This is the second week for Z at the preschool and we noticed, both she and I, that life is going back to normal for the rest of the world. There was so much more kids at school, older kids that are used to go there and she was all lost in the garden. Today was also the day I would leave her for the first time for the whole day (a shorter one compared to the coming mormal ones) and this good bye did not happen as I wished. She was a bit lost and she missunderstood what I said, so she turned back and saw me far away waving good bye and going while a teacher was taking her hand. I don’t know if she cried, I just walked away without watching. I had to cry a little myself on my way back home. She is only and already 19 months. Only and already at the same time. She liked school very much this spring and this is just hard to see her a little lost in this new environment. She seems so little as well in comparison to bigger kids. But she is also curious and I know she will like most of the things she will discover there.

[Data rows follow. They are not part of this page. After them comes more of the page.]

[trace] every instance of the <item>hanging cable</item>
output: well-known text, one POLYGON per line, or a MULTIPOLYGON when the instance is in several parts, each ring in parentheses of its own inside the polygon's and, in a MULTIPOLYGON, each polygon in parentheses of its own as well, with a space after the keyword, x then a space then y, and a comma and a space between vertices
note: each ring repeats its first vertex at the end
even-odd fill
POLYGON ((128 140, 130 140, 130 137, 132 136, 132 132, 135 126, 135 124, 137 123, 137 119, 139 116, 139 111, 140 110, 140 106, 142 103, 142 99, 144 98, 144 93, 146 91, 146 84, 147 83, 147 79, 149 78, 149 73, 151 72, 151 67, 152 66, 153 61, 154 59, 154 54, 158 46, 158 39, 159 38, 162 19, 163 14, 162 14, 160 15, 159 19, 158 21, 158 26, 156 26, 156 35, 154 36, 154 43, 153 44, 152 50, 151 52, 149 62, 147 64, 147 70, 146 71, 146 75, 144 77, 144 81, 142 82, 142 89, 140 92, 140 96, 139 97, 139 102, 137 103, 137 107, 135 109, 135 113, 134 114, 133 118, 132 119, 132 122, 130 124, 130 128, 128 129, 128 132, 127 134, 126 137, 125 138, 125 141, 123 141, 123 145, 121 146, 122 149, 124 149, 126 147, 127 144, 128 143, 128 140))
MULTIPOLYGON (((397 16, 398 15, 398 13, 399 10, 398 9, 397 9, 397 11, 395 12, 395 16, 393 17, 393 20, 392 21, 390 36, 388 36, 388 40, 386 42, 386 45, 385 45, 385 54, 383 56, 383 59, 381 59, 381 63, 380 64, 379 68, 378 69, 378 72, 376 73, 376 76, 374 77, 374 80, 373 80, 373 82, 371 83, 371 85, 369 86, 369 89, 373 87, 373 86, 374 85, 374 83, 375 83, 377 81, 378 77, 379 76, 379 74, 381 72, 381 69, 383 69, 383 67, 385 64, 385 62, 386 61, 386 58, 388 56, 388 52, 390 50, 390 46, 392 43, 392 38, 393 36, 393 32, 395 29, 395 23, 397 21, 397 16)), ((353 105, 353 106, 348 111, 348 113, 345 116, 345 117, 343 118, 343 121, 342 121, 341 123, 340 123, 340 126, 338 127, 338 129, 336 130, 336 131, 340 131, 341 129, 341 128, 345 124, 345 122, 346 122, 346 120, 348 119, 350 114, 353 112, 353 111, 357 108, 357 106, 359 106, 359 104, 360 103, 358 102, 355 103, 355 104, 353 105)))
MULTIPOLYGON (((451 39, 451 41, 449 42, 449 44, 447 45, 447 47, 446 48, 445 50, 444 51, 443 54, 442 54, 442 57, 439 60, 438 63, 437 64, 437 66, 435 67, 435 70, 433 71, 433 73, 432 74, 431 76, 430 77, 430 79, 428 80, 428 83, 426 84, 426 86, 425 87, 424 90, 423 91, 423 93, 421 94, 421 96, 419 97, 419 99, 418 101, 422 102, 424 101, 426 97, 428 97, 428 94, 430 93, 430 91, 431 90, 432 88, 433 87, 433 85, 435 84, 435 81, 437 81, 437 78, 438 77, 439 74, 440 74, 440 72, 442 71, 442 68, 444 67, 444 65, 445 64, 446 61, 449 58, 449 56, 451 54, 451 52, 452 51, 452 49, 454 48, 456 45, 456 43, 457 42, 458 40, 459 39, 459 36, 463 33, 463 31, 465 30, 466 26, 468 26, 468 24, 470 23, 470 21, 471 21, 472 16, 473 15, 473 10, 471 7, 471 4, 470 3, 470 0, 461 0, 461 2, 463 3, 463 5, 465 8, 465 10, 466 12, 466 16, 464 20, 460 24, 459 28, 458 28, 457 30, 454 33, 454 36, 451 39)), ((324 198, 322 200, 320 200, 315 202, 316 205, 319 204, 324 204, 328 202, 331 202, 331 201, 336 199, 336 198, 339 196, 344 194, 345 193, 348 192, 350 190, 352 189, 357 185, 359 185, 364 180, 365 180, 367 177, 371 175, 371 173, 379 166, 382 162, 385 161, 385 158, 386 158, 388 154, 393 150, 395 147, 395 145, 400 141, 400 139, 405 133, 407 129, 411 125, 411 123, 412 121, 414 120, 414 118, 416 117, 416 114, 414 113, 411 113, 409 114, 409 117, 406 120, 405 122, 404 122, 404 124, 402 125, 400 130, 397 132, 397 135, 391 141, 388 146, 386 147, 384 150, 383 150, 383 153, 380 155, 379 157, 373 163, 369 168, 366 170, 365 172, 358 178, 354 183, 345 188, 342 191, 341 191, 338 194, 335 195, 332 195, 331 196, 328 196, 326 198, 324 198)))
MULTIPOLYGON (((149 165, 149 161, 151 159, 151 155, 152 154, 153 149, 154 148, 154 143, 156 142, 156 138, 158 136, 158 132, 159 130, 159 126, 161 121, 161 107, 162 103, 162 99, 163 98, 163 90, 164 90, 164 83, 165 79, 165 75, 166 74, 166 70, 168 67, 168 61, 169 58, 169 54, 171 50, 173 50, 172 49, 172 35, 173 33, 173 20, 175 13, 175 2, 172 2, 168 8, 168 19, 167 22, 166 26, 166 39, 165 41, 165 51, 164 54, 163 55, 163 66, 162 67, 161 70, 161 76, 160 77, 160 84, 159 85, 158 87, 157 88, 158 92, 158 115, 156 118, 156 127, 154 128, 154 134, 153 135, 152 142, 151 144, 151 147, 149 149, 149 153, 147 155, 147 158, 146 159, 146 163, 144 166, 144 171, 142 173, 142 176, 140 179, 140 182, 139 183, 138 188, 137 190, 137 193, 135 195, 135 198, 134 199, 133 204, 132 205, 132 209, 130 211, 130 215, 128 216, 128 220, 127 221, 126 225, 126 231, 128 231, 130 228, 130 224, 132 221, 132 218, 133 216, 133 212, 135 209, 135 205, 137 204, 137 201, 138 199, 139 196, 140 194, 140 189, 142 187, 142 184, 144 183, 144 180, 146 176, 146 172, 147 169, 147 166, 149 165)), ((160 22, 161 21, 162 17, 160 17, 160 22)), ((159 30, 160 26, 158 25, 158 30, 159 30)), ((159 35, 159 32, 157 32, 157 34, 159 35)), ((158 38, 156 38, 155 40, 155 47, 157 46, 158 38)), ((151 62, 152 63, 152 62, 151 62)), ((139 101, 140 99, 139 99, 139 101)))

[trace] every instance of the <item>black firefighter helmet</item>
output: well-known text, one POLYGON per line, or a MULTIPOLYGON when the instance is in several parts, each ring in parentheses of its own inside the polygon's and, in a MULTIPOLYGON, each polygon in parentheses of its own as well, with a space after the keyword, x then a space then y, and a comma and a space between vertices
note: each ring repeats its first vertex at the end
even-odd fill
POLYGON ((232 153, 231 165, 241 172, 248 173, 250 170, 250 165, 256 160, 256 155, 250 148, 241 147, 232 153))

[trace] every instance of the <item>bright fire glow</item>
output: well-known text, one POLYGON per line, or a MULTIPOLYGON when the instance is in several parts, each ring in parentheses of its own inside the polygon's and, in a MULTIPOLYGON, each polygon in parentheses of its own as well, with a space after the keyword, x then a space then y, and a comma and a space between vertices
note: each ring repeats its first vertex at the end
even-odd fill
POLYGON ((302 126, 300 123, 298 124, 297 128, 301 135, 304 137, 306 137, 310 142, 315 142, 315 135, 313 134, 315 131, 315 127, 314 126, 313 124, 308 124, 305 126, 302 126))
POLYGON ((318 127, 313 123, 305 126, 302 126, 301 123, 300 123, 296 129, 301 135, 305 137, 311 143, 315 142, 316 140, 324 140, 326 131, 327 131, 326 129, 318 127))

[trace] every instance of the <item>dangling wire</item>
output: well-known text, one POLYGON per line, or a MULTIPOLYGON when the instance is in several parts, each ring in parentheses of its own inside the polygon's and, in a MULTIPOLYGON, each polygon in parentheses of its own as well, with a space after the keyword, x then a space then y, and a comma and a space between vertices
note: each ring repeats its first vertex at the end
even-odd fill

We also began to sell out and give away the baby things. We only live in an appartment so we cannot keep everything. Plus Z will never use her baby chair anymore. So it’s better for the things before they got all old to get reused by someone who need them more than we do. But it’s also a page to turn as well. The babytime is at its end in our family. Somehow, even if it’s taboo to say it, I did not enjoy this very first time that much, I find it much more interesting when the baby get to interact more and more, so I should be happy. On the other hand, it’s also to admit and accept that our famil is complete. And it’s fine as it i. I just can’t explain this sorrow.
Well, better to heal two sorrows at once and we do it now! I’ll do it by doing creative things during the almost 4 hours I have on my own today.
Good luck to the parents getting their kids for the first time at preschool this summer. It will be better in some days/weeks/months!